I protagonisti del tavolo politico
All’incontro hanno partecipato e condiviso il percorso Alberico Gambino, Antonio Mariconda, Nicola Campitiello, Fabio Petrelli, Massimo D’Onofrio, Luigi Amendola, Vincenzo Calce e Domenico Lombardi, tutti indicati come potenziali candidati alla carica di sindaco. Presenti anche Girolamo Russo e Salvatore Cascane, oltre agli invitati Vincenzo Paolillo, Claudio Barile e Pasquale Sorrentino, riconducibili all’area dei cosiddetti “bottiniani”. A completare il quadro, la presenza del consigliere comunale Vincenzo Violante, attualmente in maggioranza.

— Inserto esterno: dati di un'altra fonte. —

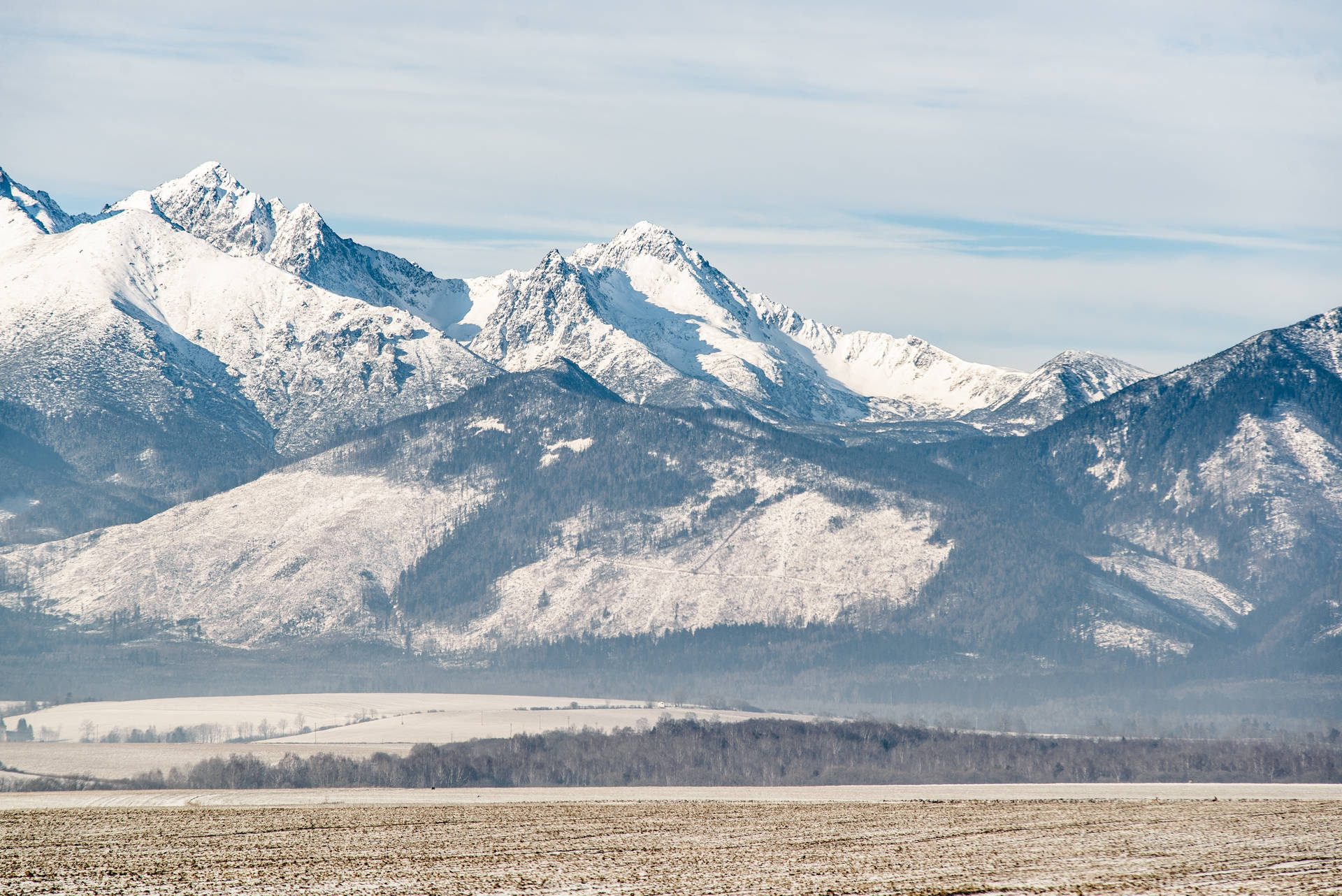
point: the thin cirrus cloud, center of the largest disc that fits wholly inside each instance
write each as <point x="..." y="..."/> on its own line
<point x="1008" y="180"/>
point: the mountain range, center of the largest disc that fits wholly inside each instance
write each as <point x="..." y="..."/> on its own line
<point x="214" y="408"/>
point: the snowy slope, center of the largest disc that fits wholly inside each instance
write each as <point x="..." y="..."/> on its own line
<point x="535" y="509"/>
<point x="649" y="317"/>
<point x="134" y="291"/>
<point x="655" y="322"/>
<point x="214" y="205"/>
<point x="1063" y="384"/>
<point x="26" y="212"/>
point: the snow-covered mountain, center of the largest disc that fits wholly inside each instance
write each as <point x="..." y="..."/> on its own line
<point x="1229" y="467"/>
<point x="649" y="317"/>
<point x="1063" y="384"/>
<point x="214" y="205"/>
<point x="537" y="507"/>
<point x="26" y="212"/>
<point x="157" y="368"/>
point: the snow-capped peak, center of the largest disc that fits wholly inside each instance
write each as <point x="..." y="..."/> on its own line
<point x="214" y="205"/>
<point x="27" y="212"/>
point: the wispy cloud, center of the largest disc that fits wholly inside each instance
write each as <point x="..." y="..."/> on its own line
<point x="867" y="161"/>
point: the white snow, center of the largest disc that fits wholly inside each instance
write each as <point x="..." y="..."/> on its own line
<point x="392" y="716"/>
<point x="796" y="561"/>
<point x="1113" y="635"/>
<point x="1192" y="589"/>
<point x="310" y="361"/>
<point x="297" y="551"/>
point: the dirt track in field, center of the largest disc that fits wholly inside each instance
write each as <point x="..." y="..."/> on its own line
<point x="1118" y="846"/>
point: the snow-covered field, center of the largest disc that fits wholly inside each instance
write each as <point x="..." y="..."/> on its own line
<point x="356" y="718"/>
<point x="682" y="846"/>
<point x="856" y="793"/>
<point x="113" y="761"/>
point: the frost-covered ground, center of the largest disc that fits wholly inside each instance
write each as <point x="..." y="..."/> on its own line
<point x="682" y="846"/>
<point x="294" y="553"/>
<point x="113" y="761"/>
<point x="351" y="718"/>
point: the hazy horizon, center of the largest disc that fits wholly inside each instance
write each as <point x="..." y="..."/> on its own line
<point x="1155" y="184"/>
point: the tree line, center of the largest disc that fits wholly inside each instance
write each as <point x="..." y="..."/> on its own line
<point x="774" y="751"/>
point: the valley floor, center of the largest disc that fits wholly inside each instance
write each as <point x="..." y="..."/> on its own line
<point x="678" y="846"/>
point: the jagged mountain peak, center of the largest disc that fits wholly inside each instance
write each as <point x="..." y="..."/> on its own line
<point x="26" y="212"/>
<point x="642" y="240"/>
<point x="214" y="205"/>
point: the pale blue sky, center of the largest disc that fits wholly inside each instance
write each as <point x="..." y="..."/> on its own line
<point x="1152" y="180"/>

Il giudizio sull’amministrazione in carica
Dal confronto è scaturita una valutazione condivisa sull’esperienza amministrativa in corso, ritenuta insufficiente a rispondere alle esigenze della città. Secondo i partecipanti, Pagani ha accumulato negli ultimi cinque anni criticità irrisolte e occasioni mancate, rendendo necessario un cambio di passo attraverso un progetto politico serio, inclusivo e capace di restituire fiducia ai cittadini.
Verso un centrodestra unito
Uno degli elementi più rilevanti emersi riguarda la prospettiva concreta di un centrodestra finalmente unito e coeso. È stata condivisa la volontà di non ripetere l’errore del 2020, quando le divisioni interne portarono a una frammentazione penalizzante. L’ipotesi è quella di individuare un candidato sindaco condiviso, selezionato all’interno di una rosa di nomi, evitando personalismi e forzature.
Gambino come punto di sintesi
Nel corso del confronto sarebbe emersa una piena unità di intenti nel lavorare a questo percorso, con Alberico Gambino indicato come figura centrale e possibile punto di sintesi politica, in grado di favorire dialogo, coesione e credibilità del progetto complessivo.
L’inizio di una nuova fase
L’incontro non rappresenta un punto di arrivo, ma l’avvio di una fase di lavoro che punta a coinvolgere progressivamente altre forze politiche, civiche e professionali della città. L’obiettivo dichiarato è costruire una proposta amministrativa solida, alternativa all’attuale governo cittadino e capace di aprire una nuova stagione politica per Pagani.